Personal information
- Born: March 23, 1968 (age 58) Dallas, Texas, U.S.

Career information
- College: Oklahoma State
- NFL draft: 1991: 10th round, 253rd overall pick

Career history
- 1992: Frankfurt Galaxy
- 1994: Las Vegas Posse
- 1995: Shreveport Pirates
- 1996–1999: Saskatchewan Roughriders

Awards and highlights
- Second-team All-Big Eight (1989);

= Curtis Mayfield (Canadian football) =

American gridiron football player (born 1968)
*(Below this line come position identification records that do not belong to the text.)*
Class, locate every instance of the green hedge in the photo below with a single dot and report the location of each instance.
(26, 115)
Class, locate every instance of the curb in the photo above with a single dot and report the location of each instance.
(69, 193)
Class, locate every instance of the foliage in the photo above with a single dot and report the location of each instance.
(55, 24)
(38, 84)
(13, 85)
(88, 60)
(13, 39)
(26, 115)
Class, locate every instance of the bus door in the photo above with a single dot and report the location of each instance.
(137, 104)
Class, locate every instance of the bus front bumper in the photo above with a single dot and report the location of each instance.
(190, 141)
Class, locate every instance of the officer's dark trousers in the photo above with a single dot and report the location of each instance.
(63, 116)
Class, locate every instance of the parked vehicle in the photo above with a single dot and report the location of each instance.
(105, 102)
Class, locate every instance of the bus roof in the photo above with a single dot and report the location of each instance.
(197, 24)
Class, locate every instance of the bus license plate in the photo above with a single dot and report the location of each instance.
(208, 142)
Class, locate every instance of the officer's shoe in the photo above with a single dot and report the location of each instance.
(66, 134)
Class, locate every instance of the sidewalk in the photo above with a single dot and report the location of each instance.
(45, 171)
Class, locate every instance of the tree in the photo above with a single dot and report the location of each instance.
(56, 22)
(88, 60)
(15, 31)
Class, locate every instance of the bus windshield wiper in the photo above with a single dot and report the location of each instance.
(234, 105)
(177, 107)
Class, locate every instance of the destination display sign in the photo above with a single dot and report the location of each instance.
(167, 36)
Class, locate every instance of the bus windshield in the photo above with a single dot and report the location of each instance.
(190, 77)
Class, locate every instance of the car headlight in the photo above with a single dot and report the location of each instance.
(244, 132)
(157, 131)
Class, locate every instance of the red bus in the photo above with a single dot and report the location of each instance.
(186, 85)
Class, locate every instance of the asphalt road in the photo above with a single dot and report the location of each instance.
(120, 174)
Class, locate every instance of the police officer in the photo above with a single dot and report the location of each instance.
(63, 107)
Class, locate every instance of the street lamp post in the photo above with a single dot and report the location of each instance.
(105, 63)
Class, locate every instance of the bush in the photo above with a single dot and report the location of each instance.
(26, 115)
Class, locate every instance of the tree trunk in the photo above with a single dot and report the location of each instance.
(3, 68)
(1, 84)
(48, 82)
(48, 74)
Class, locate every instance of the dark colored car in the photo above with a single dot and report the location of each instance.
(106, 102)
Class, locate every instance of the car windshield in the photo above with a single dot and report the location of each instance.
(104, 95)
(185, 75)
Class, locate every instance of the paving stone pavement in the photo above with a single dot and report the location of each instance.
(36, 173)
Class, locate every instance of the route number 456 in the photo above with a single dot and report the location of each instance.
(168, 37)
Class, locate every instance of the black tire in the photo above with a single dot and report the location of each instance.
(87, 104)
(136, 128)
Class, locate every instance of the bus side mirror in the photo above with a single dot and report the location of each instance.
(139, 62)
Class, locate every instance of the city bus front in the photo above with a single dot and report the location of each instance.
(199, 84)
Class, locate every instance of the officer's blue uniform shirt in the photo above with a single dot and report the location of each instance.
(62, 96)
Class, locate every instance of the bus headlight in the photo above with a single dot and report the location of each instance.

Curtis Mayfield (born March 23, 1968) is a former Canadian Football League (CFL) wide receiver who played for the Las Vegas Posse, Shreveport Pirates and Saskatchewan Roughriders.

==Professional career==
After playing college football at Oklahoma State, Mayfield was drafted by the Denver Broncos in the tenth round of the 1991 NFL draft. He played part of the 1992 season with the Frankfurt Galaxy of the WLAF, where he caught 8 passes for 107 yards. He later moved on to Canadian Football League, where he played 17 games with the Las Vegas Posse in 1994. Hooking up with later CFL all-star Anthony Calvillo, Mayfield was one of the few bright spots in a woeful Posse season. He hauled in 61 passes for 1,202 yards and 12 touchdowns, including 319 yards on 14 receptions versus the Ottawa Rough Riders on September 3, 1994. This was the most receiving yards in a CFL regular season game in 39 years (when Hal Patterson of the Montreal Alouettes snagged 338 yards in 1956.)

Mayfield had five more productive years in the CFL, one with the Shreveport Pirates and four with the Saskatchewan Roughriders. He never caught fewer than 36 passes or 699 yards in a season, and finished his career with 301 catches for 5,276 yards and 39 touchdowns. He also added 1 kick off return and 3 punt returns (all in 1999) for touchdowns.